Otros motivos de felicidad, según las “bienaventuranzas” como nos las presenta San Lucas:  la persecución, los insultos, la pobreza (por cierto, no la material, sino la pobreza espiritual, entendida en el sentido bíblico “pobres de Yahvé” (cfr. Sof. 2, 1-3 y 3, 11-12).

La pobreza material puede ayudar a confiar más en Dios -es cierto- pero no es requerimiento para ser “pobre en el espíritu”.   Pobre en el espíritu es aquél que confía en Dios y no en sí mismo, que se sabe dependiente de Dios y no independiente, que se reconoce incapaz y remite todas sus capacidades a Dios.

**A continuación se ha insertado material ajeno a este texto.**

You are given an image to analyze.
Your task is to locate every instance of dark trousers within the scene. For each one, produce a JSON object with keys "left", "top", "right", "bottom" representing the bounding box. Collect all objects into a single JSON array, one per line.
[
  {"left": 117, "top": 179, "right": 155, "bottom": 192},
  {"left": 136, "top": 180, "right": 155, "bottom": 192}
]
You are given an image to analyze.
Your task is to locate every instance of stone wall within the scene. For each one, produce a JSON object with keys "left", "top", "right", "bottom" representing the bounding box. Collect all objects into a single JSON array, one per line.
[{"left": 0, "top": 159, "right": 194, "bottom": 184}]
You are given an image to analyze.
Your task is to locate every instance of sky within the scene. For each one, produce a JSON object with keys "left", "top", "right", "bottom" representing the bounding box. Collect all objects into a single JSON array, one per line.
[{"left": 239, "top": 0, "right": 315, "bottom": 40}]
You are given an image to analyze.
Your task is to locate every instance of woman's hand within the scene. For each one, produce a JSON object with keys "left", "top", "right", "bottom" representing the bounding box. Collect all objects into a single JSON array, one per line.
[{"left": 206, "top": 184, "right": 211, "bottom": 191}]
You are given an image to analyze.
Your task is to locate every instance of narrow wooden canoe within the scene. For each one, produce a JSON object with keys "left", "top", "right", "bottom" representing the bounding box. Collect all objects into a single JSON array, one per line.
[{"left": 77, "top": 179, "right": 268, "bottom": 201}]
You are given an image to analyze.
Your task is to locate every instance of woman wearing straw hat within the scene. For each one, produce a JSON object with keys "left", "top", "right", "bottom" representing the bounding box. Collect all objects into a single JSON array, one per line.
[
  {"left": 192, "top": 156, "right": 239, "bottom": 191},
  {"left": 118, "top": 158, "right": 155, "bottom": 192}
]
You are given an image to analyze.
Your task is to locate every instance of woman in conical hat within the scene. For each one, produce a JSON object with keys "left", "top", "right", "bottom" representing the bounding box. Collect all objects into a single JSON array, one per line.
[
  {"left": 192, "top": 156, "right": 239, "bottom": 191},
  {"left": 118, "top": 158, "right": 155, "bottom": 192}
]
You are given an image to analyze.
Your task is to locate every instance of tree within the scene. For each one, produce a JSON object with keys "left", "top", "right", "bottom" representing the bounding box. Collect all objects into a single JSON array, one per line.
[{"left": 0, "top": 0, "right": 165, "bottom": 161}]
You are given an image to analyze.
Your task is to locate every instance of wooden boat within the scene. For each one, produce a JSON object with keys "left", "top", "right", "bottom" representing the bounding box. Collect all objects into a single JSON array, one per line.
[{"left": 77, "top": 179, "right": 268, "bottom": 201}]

Las “bienaventuranzas” son tal vez la máxima paradoja del ser o del intentar ser cristiano.  Tienen su modelo en la forma de ser de Aquél que las proclamó: así fue Jesús.  Y al cristiano le toca imitar y seguir a Jesús.


                                        



No pueden entenderse las “bienaventuranzas”... mucho menos vivirlas, si nuestra brújula -que debiera estar dirigida al Cielo- está dirigida hacia este mundo pasajero y efímero.  ¡Imposible aceptar esta lista de incomprensibles paradojas!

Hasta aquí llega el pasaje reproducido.